OnApp LVM to LVMSP disk migration

There is a helper tool named lvm2lvmsp.sh to automate the creation of the StorPool volumes which require the virsh domain id or name of a given VM as it’s argument. Optionally it is possible to query and process all running VMs by supplying the -a argument. In this case the domain list is irrelevant.

/usr/local/lvmsp/lvm2lvmsp.sh [-v] [-y] [-c compute] <-a|virsh_domain_id_or_name>

If there is no LVMSP installed on the initial Compute node for the Preparation phase it is possible to query the remote Compute node from a host with LVMSP installed where by using -c compute_host argument. The -v argument is for slightly verbose messages.

By default the tool will show only the commands that should be run. To do the real changes the -y argument must be set.

Limitations

Most vDisk related operations like disk resize, etc, will not work properly while a VM is in process of migration.

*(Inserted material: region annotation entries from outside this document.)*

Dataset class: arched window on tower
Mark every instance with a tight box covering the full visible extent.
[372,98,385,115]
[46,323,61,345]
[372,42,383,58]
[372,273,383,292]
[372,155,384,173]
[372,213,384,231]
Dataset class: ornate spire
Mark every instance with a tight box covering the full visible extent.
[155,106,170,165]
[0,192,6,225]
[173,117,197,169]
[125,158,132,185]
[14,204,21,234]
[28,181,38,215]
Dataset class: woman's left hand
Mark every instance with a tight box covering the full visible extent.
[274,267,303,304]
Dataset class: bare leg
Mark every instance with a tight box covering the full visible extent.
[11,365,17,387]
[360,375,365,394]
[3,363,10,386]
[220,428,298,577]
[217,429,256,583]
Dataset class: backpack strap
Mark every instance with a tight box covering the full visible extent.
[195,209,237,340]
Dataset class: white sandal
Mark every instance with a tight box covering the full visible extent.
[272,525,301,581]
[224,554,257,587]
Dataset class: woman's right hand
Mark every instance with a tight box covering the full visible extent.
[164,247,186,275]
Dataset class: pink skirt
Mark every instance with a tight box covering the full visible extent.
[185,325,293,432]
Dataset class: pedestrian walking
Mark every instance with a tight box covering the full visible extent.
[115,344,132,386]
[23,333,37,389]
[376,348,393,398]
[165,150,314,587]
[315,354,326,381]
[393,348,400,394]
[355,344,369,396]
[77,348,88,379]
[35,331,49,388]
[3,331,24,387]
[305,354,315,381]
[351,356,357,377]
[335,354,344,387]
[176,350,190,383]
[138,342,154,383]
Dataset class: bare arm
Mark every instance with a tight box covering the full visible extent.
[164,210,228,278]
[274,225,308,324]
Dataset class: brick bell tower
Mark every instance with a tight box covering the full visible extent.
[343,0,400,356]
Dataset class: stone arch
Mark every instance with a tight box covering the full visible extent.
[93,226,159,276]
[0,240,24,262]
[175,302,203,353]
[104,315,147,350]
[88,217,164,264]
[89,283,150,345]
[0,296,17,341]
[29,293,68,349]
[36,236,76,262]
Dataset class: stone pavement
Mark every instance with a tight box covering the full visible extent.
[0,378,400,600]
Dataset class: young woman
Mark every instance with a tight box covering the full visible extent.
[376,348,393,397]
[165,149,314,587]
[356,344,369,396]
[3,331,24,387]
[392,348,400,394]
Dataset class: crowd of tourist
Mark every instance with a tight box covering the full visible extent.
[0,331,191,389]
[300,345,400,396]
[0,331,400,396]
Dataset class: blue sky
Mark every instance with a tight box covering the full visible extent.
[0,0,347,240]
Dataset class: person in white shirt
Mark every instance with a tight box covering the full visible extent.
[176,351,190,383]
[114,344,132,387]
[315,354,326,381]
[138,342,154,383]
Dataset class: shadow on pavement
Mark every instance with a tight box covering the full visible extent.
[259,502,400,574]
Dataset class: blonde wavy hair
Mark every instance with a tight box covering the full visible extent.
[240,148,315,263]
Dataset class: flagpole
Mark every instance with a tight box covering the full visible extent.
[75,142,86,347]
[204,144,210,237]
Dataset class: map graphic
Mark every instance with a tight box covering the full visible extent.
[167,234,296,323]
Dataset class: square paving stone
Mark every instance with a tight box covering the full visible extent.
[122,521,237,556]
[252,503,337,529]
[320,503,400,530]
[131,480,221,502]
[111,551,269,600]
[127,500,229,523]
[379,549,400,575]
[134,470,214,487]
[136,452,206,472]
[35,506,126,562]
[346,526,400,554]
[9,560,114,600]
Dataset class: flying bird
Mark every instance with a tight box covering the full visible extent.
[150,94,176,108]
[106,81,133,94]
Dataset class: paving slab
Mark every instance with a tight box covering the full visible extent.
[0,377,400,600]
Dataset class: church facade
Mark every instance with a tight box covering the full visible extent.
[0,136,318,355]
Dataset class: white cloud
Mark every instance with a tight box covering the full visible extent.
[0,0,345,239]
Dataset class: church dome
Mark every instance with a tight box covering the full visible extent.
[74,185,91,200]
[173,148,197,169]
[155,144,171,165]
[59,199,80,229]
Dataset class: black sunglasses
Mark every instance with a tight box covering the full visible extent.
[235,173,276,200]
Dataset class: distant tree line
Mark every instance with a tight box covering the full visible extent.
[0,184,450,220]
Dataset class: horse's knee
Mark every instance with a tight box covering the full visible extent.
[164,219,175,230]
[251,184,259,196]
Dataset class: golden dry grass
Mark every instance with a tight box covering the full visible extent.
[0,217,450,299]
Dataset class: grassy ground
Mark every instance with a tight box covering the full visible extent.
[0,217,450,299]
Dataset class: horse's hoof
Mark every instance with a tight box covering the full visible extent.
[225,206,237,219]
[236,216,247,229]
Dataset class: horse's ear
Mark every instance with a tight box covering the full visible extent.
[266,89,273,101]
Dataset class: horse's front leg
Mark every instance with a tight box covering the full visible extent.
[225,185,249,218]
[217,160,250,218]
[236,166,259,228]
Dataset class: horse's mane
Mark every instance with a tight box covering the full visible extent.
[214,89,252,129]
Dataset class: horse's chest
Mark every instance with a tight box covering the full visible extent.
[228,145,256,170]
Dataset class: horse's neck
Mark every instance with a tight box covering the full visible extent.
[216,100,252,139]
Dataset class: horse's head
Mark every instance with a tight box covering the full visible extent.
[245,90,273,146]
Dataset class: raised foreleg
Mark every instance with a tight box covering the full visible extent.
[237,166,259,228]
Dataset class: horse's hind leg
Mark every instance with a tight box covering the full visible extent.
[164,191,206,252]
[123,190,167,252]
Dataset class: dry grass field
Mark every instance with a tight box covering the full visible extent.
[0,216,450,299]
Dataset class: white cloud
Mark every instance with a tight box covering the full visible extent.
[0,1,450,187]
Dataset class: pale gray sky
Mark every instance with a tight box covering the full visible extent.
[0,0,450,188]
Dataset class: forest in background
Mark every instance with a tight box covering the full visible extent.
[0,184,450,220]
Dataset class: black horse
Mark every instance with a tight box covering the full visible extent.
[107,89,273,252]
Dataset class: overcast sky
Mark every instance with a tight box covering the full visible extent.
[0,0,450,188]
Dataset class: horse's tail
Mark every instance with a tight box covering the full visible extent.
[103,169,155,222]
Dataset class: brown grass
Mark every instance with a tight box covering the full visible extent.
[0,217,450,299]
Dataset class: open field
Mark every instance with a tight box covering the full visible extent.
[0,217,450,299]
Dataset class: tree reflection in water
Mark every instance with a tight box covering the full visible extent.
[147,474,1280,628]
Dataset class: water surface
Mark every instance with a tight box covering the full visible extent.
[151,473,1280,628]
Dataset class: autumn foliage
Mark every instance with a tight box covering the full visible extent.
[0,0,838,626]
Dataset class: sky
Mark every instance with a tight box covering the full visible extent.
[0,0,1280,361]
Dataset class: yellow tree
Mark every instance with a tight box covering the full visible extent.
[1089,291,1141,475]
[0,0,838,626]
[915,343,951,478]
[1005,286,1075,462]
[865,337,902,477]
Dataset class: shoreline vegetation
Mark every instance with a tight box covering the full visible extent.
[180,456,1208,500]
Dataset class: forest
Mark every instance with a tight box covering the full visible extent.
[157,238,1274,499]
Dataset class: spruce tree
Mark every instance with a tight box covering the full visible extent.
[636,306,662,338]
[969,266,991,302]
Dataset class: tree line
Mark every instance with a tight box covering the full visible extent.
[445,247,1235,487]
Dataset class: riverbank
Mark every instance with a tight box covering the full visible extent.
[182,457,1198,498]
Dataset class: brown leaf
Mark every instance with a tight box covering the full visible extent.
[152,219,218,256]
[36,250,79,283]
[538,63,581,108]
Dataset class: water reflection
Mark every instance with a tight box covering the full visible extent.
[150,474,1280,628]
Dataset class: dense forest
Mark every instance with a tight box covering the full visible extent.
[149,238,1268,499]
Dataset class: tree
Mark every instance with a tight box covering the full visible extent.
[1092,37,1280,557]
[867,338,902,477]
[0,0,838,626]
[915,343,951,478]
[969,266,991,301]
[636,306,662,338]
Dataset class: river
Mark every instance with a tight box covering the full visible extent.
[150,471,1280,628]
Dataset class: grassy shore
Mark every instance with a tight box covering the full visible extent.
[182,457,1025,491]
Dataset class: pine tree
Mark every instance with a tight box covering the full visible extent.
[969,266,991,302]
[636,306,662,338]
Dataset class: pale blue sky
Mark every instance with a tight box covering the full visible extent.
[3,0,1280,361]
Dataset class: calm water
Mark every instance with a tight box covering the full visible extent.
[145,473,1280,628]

Migrating a VM which is in process of disk migration will reset the RAID1 synchronization. In that case the raw StorPool volume must be re-attached to the degraded RAID1 array and the resynchronization will restart.

Preparation

The following one time configurations should be made in advance:

  1. A StorPool template matching the LVM VG must be created:

storpool template onapp-dhksnikrhgqrad ...

Note

This will enable LVMSP to handle the creation of all new VM disks. Deploying a new vDisk or entirely new VM will use separate StorPool volumes for each vDisk.

2. It is recommended to configure LVM to issue TRIM/DISCARD when deleting native LVM logical volumes with /sbin/lvremove:

Hint

Edit /etc/lvm/lvm.conf and set issue_discards = 1 in the devices section.

devices {
      ...
      issue_discards = 1
}

Note

If there are different OS generations in the cluster for removing of the native LVM logical volumes the node where this option is available should be used.

Once the above steps are completed the VM disk migration should start by creating StorPool volumes with same size as the native LVM logical volumes and tagged with StorPool volume tag named lvm and value i.

For better control of the migration process it is recommended to do the migration of the VMs on batches.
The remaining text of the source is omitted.